Step 3: add keys from gamble to your computer
- Open your terminal
- Type
ssh-keygen
. Enter gamble as name and leave the password blank. - Type
ssh-copy-id -i gamble.pub gamble
. This will copy the key you've just created to gamble
That’s it! Now you can just do ssh gamble
and get on gamble!
askey
. It is accessible though gamble, i.e. you first need to ssh gamble
, and then ssh <your_user_name>@askey.cs.ucl.ac.uk
Mounting will allow you to open folders from gamble cluster as usual on your computer and copy to/from cluster files just by dragging and dropping them.
- Install sshfs: https://command-not-found.com/sshfs. Help for Mac users:
brew uninstall osxfuse macfuse sshfs
brew install --cask macfuse
brew install gromgit/fuse/sshfs-mac
brew link --overwrite sshfs-mac
- Type in the terminal to create folder where home folder from gamble will be mounted
mkdir -p ~/gamble-home
- Perform mounting of gamble home folder:
sshfs gamble: ~/gamble-home -oauto_cache,follow_symlinks -ovolname=GambleHome,defer_permissions,noappledouble,local
-
Type in the terminal to create folder where mcgranahanlab folder from gamble will be mounted
mkdir -p ~/gamble-mcgranahanlab
-
Perform mounting of mcgranahanlab folder:
sshfs gamble:/SAN/mcgranahanlab/ ~/gamble-mcgranahanlab -oauto_cache,follow_symlinks -ovolname=Gamble-McGranahanlab,defer_permissions,noappledouble,local
- To unmount, type
umount ~/gamble-mcgranahanlab ~/gamble-home
This is manual for mounting on Mac, for other systems, check out: https://support.nesi.org.nz/hc/en-gb/articles/360000621135-Can-I-use-SSHFS-to-mount-the-cluster-filesystem-on-my-local-machine-
Our main folder is accessible via : cd /SAN/mcgranahanlab/general/
. Once you’re in, please create a folder for yourself: mkdir your_name
. Please be aware that we should only store scripts in that folder, and no data. To store data, request storage space for your project, see point 4 of section "An algorith to apply for access to UCL HPC & get data storage space".
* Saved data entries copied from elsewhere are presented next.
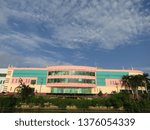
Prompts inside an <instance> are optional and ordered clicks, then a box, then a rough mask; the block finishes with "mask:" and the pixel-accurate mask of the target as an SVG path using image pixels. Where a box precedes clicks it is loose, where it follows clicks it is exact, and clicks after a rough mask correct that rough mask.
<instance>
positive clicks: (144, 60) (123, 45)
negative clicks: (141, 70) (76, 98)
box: [0, 0, 150, 72]
mask: <svg viewBox="0 0 150 130" xmlns="http://www.w3.org/2000/svg"><path fill="white" fill-rule="evenodd" d="M149 57H150V1H149V0H0V67H7V66H8V64H11V65H14V66H17V67H43V66H46V65H68V64H73V65H88V66H100V67H103V68H118V69H120V68H123V67H124V68H125V69H128V68H131V67H133V68H136V69H141V70H144V71H145V72H150V58H149Z"/></svg>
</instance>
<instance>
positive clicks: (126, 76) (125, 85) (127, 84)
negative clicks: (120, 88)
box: [121, 75, 131, 91]
mask: <svg viewBox="0 0 150 130" xmlns="http://www.w3.org/2000/svg"><path fill="white" fill-rule="evenodd" d="M129 79H130V78H129V75H124V76H123V77H122V79H121V82H122V87H125V89H126V90H128V91H129V90H131V87H130V81H129Z"/></svg>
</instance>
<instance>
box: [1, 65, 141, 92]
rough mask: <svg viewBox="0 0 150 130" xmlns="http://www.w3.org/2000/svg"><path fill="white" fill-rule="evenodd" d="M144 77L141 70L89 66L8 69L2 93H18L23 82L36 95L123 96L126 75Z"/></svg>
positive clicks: (63, 66)
mask: <svg viewBox="0 0 150 130" xmlns="http://www.w3.org/2000/svg"><path fill="white" fill-rule="evenodd" d="M137 74H143V72H142V71H139V70H114V69H102V68H98V67H90V66H48V67H45V68H16V67H8V68H7V74H6V77H5V83H4V87H3V90H2V91H3V92H16V90H17V89H16V88H17V87H18V86H19V85H20V81H22V82H23V83H24V84H26V85H29V86H30V87H33V88H34V90H35V92H36V93H52V94H98V93H99V92H100V91H102V93H108V94H110V93H112V92H120V91H121V90H124V89H125V88H124V87H123V86H122V83H121V78H122V76H124V75H137ZM141 89H142V88H141Z"/></svg>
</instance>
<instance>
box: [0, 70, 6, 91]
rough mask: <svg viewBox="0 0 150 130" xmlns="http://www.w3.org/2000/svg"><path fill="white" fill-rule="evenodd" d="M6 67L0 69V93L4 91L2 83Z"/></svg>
mask: <svg viewBox="0 0 150 130" xmlns="http://www.w3.org/2000/svg"><path fill="white" fill-rule="evenodd" d="M6 74H7V69H4V68H2V69H0V93H1V92H3V91H4V83H5V79H6Z"/></svg>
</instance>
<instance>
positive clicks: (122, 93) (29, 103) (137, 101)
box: [0, 93, 150, 112]
mask: <svg viewBox="0 0 150 130" xmlns="http://www.w3.org/2000/svg"><path fill="white" fill-rule="evenodd" d="M69 107H70V109H71V107H72V108H73V109H74V111H79V110H80V111H79V112H85V111H86V112H88V111H90V110H91V109H92V110H93V111H95V110H96V112H101V111H103V110H106V111H108V112H109V111H111V112H113V111H115V112H116V111H118V112H150V96H149V95H148V94H143V95H141V96H140V99H139V100H135V99H134V98H132V96H131V95H129V94H124V93H116V94H113V95H110V96H109V97H97V98H77V99H75V98H63V97H48V96H28V97H27V98H26V100H21V98H20V97H16V96H9V97H8V96H6V97H5V96H1V97H0V112H17V110H18V109H19V110H21V109H22V110H24V109H26V108H27V109H29V110H30V112H32V109H33V108H36V109H45V110H47V109H49V110H51V109H55V110H56V112H57V110H68V108H69ZM21 112H23V111H21Z"/></svg>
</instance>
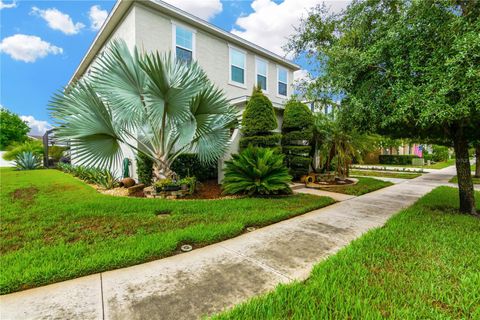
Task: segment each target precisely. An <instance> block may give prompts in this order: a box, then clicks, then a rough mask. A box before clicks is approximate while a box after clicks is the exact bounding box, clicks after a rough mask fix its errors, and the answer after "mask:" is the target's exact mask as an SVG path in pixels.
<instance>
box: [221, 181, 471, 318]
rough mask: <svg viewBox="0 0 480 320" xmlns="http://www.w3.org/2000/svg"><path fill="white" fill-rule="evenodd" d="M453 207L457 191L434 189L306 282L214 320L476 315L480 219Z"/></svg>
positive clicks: (316, 267) (444, 317) (273, 294)
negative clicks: (468, 215) (465, 214)
mask: <svg viewBox="0 0 480 320" xmlns="http://www.w3.org/2000/svg"><path fill="white" fill-rule="evenodd" d="M476 196H477V199H478V198H480V192H477V194H476ZM477 208H478V209H479V210H480V202H477ZM457 210H458V195H457V190H456V189H454V188H448V187H440V188H437V189H435V190H433V191H432V192H431V193H429V194H427V195H426V196H424V197H423V198H422V199H420V200H419V201H418V202H417V203H416V204H414V205H413V206H411V207H409V208H407V209H405V210H403V211H402V212H401V213H399V214H397V215H395V216H394V217H393V218H391V219H390V220H389V221H388V222H387V224H386V225H385V226H384V227H382V228H379V229H376V230H373V231H370V232H368V233H367V234H366V235H364V236H362V237H361V238H359V239H357V240H356V241H354V242H352V243H351V244H350V245H349V246H347V247H346V248H344V249H343V250H341V251H339V252H338V253H337V254H336V255H334V256H331V257H330V258H328V259H327V260H326V261H324V262H321V263H319V264H317V265H316V266H315V267H314V269H313V271H312V273H311V275H310V278H309V279H307V280H306V281H304V282H296V283H293V284H289V285H280V286H279V287H277V289H276V290H275V291H273V292H271V293H269V294H267V295H265V296H262V297H259V298H254V299H252V300H250V301H248V302H246V303H244V304H242V305H239V306H237V307H236V308H234V309H233V310H231V311H228V312H226V313H224V314H221V315H218V316H217V317H215V319H217V320H226V319H384V318H389V319H480V259H479V257H480V246H479V245H478V244H479V239H480V228H479V225H480V220H479V219H478V218H475V217H473V216H467V215H460V214H458V212H457Z"/></svg>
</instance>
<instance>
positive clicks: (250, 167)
mask: <svg viewBox="0 0 480 320" xmlns="http://www.w3.org/2000/svg"><path fill="white" fill-rule="evenodd" d="M283 160H284V159H283V155H282V154H280V153H275V152H274V151H273V150H271V149H268V148H258V147H252V146H250V147H248V148H246V149H245V150H243V151H242V152H241V153H240V154H235V155H233V158H232V160H229V161H226V162H225V178H224V179H223V192H224V193H225V194H248V195H250V196H252V195H273V194H287V193H291V189H290V186H289V183H290V182H291V180H292V177H291V176H290V175H289V174H288V169H287V167H286V166H285V164H284V163H283Z"/></svg>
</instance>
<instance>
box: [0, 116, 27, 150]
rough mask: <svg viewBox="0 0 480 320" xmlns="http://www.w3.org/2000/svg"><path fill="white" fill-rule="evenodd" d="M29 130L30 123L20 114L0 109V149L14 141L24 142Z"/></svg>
mask: <svg viewBox="0 0 480 320" xmlns="http://www.w3.org/2000/svg"><path fill="white" fill-rule="evenodd" d="M29 131H30V128H29V127H28V125H27V124H26V123H25V121H23V120H22V119H20V117H19V116H18V115H16V114H15V113H12V112H10V111H9V110H7V109H4V108H1V109H0V150H4V149H5V148H6V147H8V146H9V145H11V144H12V143H14V142H24V141H25V140H27V134H28V132H29Z"/></svg>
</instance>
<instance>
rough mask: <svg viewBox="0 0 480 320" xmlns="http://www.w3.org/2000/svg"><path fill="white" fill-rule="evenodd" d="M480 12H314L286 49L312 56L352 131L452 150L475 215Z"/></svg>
mask: <svg viewBox="0 0 480 320" xmlns="http://www.w3.org/2000/svg"><path fill="white" fill-rule="evenodd" d="M479 33H480V6H479V4H478V1H475V0H438V1H432V0H425V1H402V0H368V1H359V0H357V1H353V2H352V4H351V5H349V6H348V8H347V9H346V10H345V11H343V12H342V13H340V14H329V13H328V11H327V10H326V8H325V7H321V6H319V7H316V8H315V10H313V11H312V13H311V14H310V16H309V17H307V18H306V19H305V20H303V23H302V26H301V28H300V29H299V32H298V34H297V35H295V36H294V37H293V38H292V39H291V41H290V43H289V46H288V48H289V49H292V50H294V51H295V52H296V53H297V54H299V53H302V52H305V50H306V51H307V55H308V56H309V57H311V59H312V61H315V63H318V62H319V61H320V62H321V70H317V71H321V73H320V74H321V75H320V77H319V79H317V81H315V82H314V84H313V85H316V86H321V87H329V88H332V90H333V91H334V93H336V94H341V95H343V96H344V97H345V98H346V99H347V100H348V102H349V103H348V104H347V105H346V106H345V107H344V108H343V110H342V111H341V112H343V113H346V114H348V116H349V118H350V119H351V123H352V126H353V125H355V126H357V127H358V128H360V129H361V130H365V131H371V132H376V133H379V134H386V135H389V136H390V137H392V138H412V139H419V140H423V139H427V140H429V141H438V143H444V144H446V145H453V147H454V150H455V157H456V168H457V174H458V185H459V195H460V211H461V212H463V213H469V214H476V211H475V199H474V191H473V183H472V179H471V175H470V164H469V159H468V145H469V143H471V142H473V141H474V140H478V139H479V135H480V130H478V127H479V124H480V104H479V103H478V101H480V76H479V74H480V37H479V36H478V35H479Z"/></svg>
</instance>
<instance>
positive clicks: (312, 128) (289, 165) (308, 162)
mask: <svg viewBox="0 0 480 320" xmlns="http://www.w3.org/2000/svg"><path fill="white" fill-rule="evenodd" d="M312 138H313V115H312V112H311V111H310V109H309V108H308V107H307V106H306V105H304V104H303V103H301V102H300V101H297V100H295V99H291V100H289V101H288V102H287V104H286V105H285V111H284V113H283V123H282V152H283V153H284V154H285V161H286V164H287V167H288V168H289V170H290V174H291V175H292V176H293V177H294V178H295V179H298V178H300V177H301V176H304V175H307V174H308V171H309V169H310V164H311V162H312V157H311V156H310V153H311V150H312V147H311V145H310V143H311V141H312Z"/></svg>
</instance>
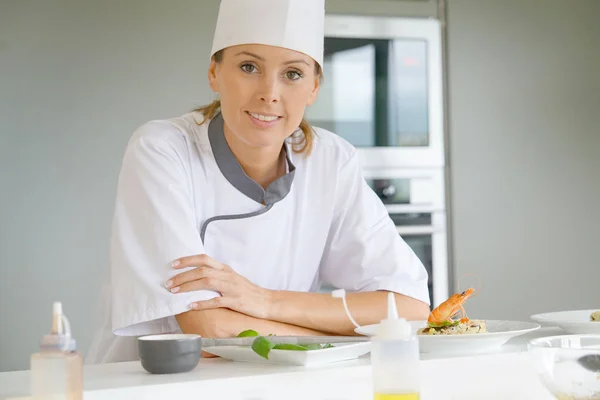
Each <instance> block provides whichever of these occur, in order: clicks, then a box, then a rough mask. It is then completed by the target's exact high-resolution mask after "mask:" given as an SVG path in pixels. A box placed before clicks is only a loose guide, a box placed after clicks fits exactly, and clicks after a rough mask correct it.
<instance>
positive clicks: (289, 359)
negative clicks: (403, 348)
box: [202, 342, 371, 366]
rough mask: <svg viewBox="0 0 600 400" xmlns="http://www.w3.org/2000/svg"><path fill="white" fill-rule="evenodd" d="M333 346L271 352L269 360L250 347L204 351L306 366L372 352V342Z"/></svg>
mask: <svg viewBox="0 0 600 400" xmlns="http://www.w3.org/2000/svg"><path fill="white" fill-rule="evenodd" d="M332 344H333V346H334V347H331V348H328V349H320V350H307V351H296V350H271V351H270V352H269V359H268V360H267V359H265V358H263V357H261V356H259V355H258V354H256V353H255V352H254V350H252V348H251V347H248V346H213V347H207V348H203V349H202V350H203V351H206V352H207V353H211V354H214V355H216V356H219V357H222V358H225V359H229V360H232V361H242V362H256V363H269V364H287V365H305V366H311V365H317V364H325V363H331V362H337V361H345V360H352V359H355V358H358V357H360V356H362V355H365V354H367V353H369V352H370V351H371V342H359V343H339V344H336V343H332Z"/></svg>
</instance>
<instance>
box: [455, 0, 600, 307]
mask: <svg viewBox="0 0 600 400" xmlns="http://www.w3.org/2000/svg"><path fill="white" fill-rule="evenodd" d="M599 19H600V2H599V1H596V0H576V1H572V0H510V1H506V0H504V1H500V0H498V1H481V0H450V1H449V2H448V21H447V22H448V56H449V57H448V61H449V85H450V96H449V104H450V132H449V134H450V141H451V142H450V157H451V158H450V164H451V174H450V176H451V183H452V185H451V189H452V207H451V210H452V216H453V239H454V240H453V241H454V267H455V277H457V278H458V277H460V276H461V275H463V274H465V273H467V272H475V273H477V274H478V275H479V276H480V277H481V279H482V284H483V288H482V291H481V292H480V294H479V295H478V296H477V297H475V298H473V299H472V300H470V301H469V303H468V307H467V310H468V311H469V312H470V314H471V315H470V316H480V317H485V318H490V319H492V318H513V319H514V318H519V319H527V318H528V317H529V316H530V315H531V314H533V313H536V312H545V311H553V310H566V309H588V308H594V307H595V308H600V291H599V290H598V282H600V246H599V245H598V239H599V238H600V228H599V227H600V73H599V71H600V45H599V44H598V43H600V23H599V22H598V21H599ZM468 279H472V278H468ZM466 281H467V278H465V282H466ZM471 282H473V280H471Z"/></svg>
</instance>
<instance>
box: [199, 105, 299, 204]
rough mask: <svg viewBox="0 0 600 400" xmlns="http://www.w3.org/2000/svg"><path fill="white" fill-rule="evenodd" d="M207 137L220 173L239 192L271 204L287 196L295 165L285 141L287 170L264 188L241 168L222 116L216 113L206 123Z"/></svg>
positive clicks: (264, 203)
mask: <svg viewBox="0 0 600 400" xmlns="http://www.w3.org/2000/svg"><path fill="white" fill-rule="evenodd" d="M208 138H209V140H210V147H211V148H212V151H213V154H214V155H215V160H216V162H217V165H218V167H219V169H220V170H221V173H222V174H223V175H224V176H225V178H226V179H227V180H228V181H229V183H231V184H232V185H233V186H234V187H235V188H236V189H238V190H239V191H240V192H242V193H243V194H245V195H246V196H248V197H249V198H251V199H252V200H254V201H256V202H257V203H263V202H264V204H265V205H267V206H268V205H272V204H274V203H277V202H278V201H280V200H282V199H284V198H285V196H287V194H288V193H289V192H290V190H291V188H292V182H293V181H294V174H295V171H296V167H295V166H294V164H293V163H292V161H291V160H290V157H289V154H290V153H289V152H290V149H289V148H288V144H287V142H286V143H284V146H283V147H284V150H285V158H286V160H287V163H288V168H289V172H288V173H287V174H285V175H283V176H281V177H280V178H278V179H276V180H275V181H274V182H273V183H271V184H270V185H269V186H268V187H267V190H264V189H263V188H262V187H261V186H260V185H259V184H258V183H256V182H255V181H253V180H252V179H251V178H250V177H248V175H246V173H245V172H244V170H243V169H242V166H241V165H240V163H239V162H238V160H237V159H236V158H235V156H234V155H233V153H232V151H231V149H230V148H229V145H228V144H227V140H226V139H225V134H224V132H223V116H222V115H221V113H218V114H217V115H216V116H215V117H214V118H213V119H212V120H211V121H210V122H209V124H208Z"/></svg>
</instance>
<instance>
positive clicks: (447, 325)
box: [429, 320, 460, 328]
mask: <svg viewBox="0 0 600 400" xmlns="http://www.w3.org/2000/svg"><path fill="white" fill-rule="evenodd" d="M458 324H460V320H458V321H452V322H450V321H443V322H442V323H440V324H434V323H433V322H429V327H430V328H445V327H447V326H456V325H458Z"/></svg>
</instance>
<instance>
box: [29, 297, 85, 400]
mask: <svg viewBox="0 0 600 400" xmlns="http://www.w3.org/2000/svg"><path fill="white" fill-rule="evenodd" d="M31 398H32V399H35V400H81V399H83V359H82V357H81V354H80V353H78V352H77V351H76V345H75V339H74V338H73V337H71V326H70V324H69V320H68V319H67V317H66V316H65V315H64V314H63V311H62V304H61V303H60V302H55V303H54V304H53V307H52V332H51V333H50V334H48V335H45V336H44V337H43V338H42V341H41V344H40V352H39V353H35V354H32V355H31Z"/></svg>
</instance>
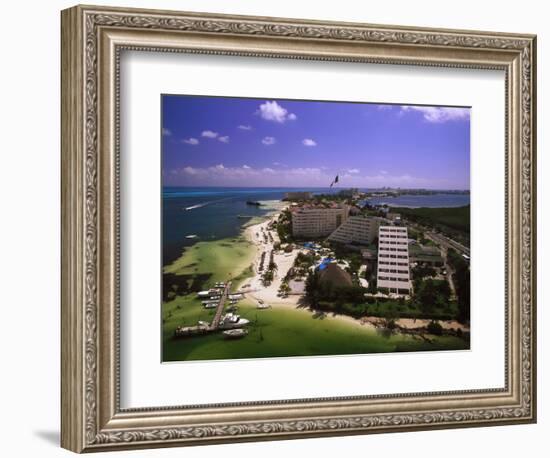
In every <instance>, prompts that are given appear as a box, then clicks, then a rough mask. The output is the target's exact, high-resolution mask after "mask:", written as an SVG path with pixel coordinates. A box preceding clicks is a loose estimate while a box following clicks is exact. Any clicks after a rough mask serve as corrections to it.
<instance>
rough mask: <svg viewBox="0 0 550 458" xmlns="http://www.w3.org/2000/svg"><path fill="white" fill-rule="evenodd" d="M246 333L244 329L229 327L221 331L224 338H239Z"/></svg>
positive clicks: (229, 338)
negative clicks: (226, 328)
mask: <svg viewBox="0 0 550 458" xmlns="http://www.w3.org/2000/svg"><path fill="white" fill-rule="evenodd" d="M247 334H248V331H247V330H246V329H229V330H227V331H223V336H224V337H225V338H226V339H239V338H241V337H244V336H246V335H247Z"/></svg>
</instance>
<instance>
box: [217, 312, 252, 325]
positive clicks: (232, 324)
mask: <svg viewBox="0 0 550 458" xmlns="http://www.w3.org/2000/svg"><path fill="white" fill-rule="evenodd" d="M248 323H250V321H249V320H247V319H246V318H241V317H240V315H236V314H235V313H226V314H225V315H224V317H223V318H222V319H221V321H220V324H219V328H220V329H236V328H242V327H244V326H246V325H247V324H248Z"/></svg>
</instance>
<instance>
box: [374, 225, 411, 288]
mask: <svg viewBox="0 0 550 458" xmlns="http://www.w3.org/2000/svg"><path fill="white" fill-rule="evenodd" d="M377 286H378V288H388V289H389V290H390V292H391V293H398V294H409V293H410V291H411V281H410V271H409V237H408V232H407V228H406V227H401V226H380V228H379V229H378V273H377Z"/></svg>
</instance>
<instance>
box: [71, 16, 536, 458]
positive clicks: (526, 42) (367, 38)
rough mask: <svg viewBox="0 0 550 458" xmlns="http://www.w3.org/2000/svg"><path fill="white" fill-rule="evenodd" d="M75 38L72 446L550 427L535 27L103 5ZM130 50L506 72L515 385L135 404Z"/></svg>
mask: <svg viewBox="0 0 550 458" xmlns="http://www.w3.org/2000/svg"><path fill="white" fill-rule="evenodd" d="M61 33H62V50H61V52H62V69H61V70H62V72H61V73H62V100H61V110H62V112H61V115H62V132H61V136H62V142H61V145H62V151H61V154H62V162H61V163H62V188H61V190H62V290H61V291H62V304H61V319H62V335H61V343H62V347H61V356H62V358H61V361H62V386H61V392H62V406H61V407H62V424H61V445H62V446H63V447H64V448H67V449H69V450H72V451H75V452H92V451H105V450H121V449H132V448H145V447H166V446H180V445H198V444H209V443H223V442H239V441H253V440H276V439H293V438H302V437H319V436H332V435H349V434H368V433H378V432H395V431H414V430H425V429H436V428H456V427H469V426H490V425H503V424H512V423H532V422H535V421H536V341H535V339H536V315H535V312H536V280H535V279H536V232H535V231H536V183H535V177H536V162H535V156H536V141H535V139H536V81H535V79H536V68H535V65H536V37H535V36H533V35H518V34H506V33H493V32H473V31H462V30H437V29H420V28H413V27H396V26H379V25H366V24H353V23H343V24H339V23H332V22H320V21H305V20H292V19H280V18H264V17H246V16H227V15H214V14H202V13H184V12H171V11H155V10H137V9H122V8H110V7H93V6H76V7H73V8H70V9H67V10H64V11H63V12H62V27H61ZM124 50H134V51H139V52H171V53H195V54H219V55H228V56H248V57H258V58H265V57H274V58H286V59H300V60H313V61H314V60H323V61H335V62H356V63H371V64H372V63H375V64H395V65H415V66H435V67H449V68H465V69H478V70H479V69H480V70H484V69H485V70H501V71H503V72H505V78H506V84H505V93H504V94H503V98H504V99H505V119H503V120H502V122H503V123H505V139H504V144H505V150H506V153H505V154H506V159H505V162H506V167H505V168H506V171H505V174H506V177H505V182H506V187H505V192H504V196H503V198H504V199H505V202H506V220H505V221H503V228H504V229H503V230H504V231H505V247H503V250H505V271H506V273H505V275H506V278H505V285H506V288H505V293H504V294H505V303H504V304H502V307H505V316H506V319H505V326H506V329H505V336H506V337H505V344H504V345H505V362H504V365H503V367H502V370H503V371H504V375H505V380H506V383H505V387H504V388H502V389H492V388H491V389H480V390H465V391H447V392H426V393H395V394H389V395H383V396H375V395H365V396H349V395H347V394H346V393H344V392H343V393H342V395H341V397H327V398H306V399H296V400H289V401H286V400H285V401H272V400H258V401H257V402H251V403H231V404H208V405H191V406H169V407H159V408H143V409H140V408H136V409H124V408H121V405H120V390H121V385H120V353H119V320H120V304H119V276H120V265H119V262H120V259H119V258H120V253H119V248H118V241H119V237H120V233H119V210H120V208H119V207H120V201H119V198H118V192H119V172H120V170H119V167H120V163H119V147H120V139H119V122H120V105H119V96H120V74H119V70H120V55H121V53H122V52H123V51H124ZM155 305H156V304H155ZM182 370H183V369H182Z"/></svg>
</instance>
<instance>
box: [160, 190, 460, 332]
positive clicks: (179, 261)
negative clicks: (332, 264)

Please apply for the storage space for your project to store your data / results
You can list all the available software here: ll /share/apps/
, and genomics-specific like this: ll /share/apps/genomics/
. In order to use it, you need to export path to executable of the software. Code snippet below shows how to export path to samtools and bedtools.
export PATH=/share/apps/genomics/bedtools-2.25.0/bin/:${PATH};
export PATH=/share/apps/genomics/samtools-1.9/bin/:${PATH};
To use software which comes in a shape of jar
files, for example picard, do following:
PICARD_JAR=/share/apps/genomics/picard-2.20.3/bin/picard.jar
java -jar $PICARD_JAR
In case the software is not available on the cluster, there are 2 options: 1) create singularity container with that software (reccomended) 2) send ticket to [email protected]
Unfortunately, we don't have shared folders with reference genomes, databases, etc.
It's handy to test code in intective session. During interactive session you get directly on computing node and test command execution as they would be in your job script. The code below requests an interactive session with 8Gb of RAM for 1h:
qrsh -l h_vmem=8G,tmem=8G,h_rt=1:0:0
It may take some time to get an interactive session, this time also depends on amout of currently running jobs and RAM you requested. Then you get interactive session, beginning string of your bash terminal should change from [your_user_name@gamble]$
to for example [your_user_name@moe-609-7 ]$
, where moe-609-7
is a node name. In the beginning of your interactive session you will be at the root of the server and not in the directory you called qrsh
from, so you'll need to cd /SAN/colcc/your_project_folder
to do your work.
Ed Martin ([email protected]
) is our contact for the cluster questions, he’s very responsive. But please don’t abuse this link: first ask people in the lab.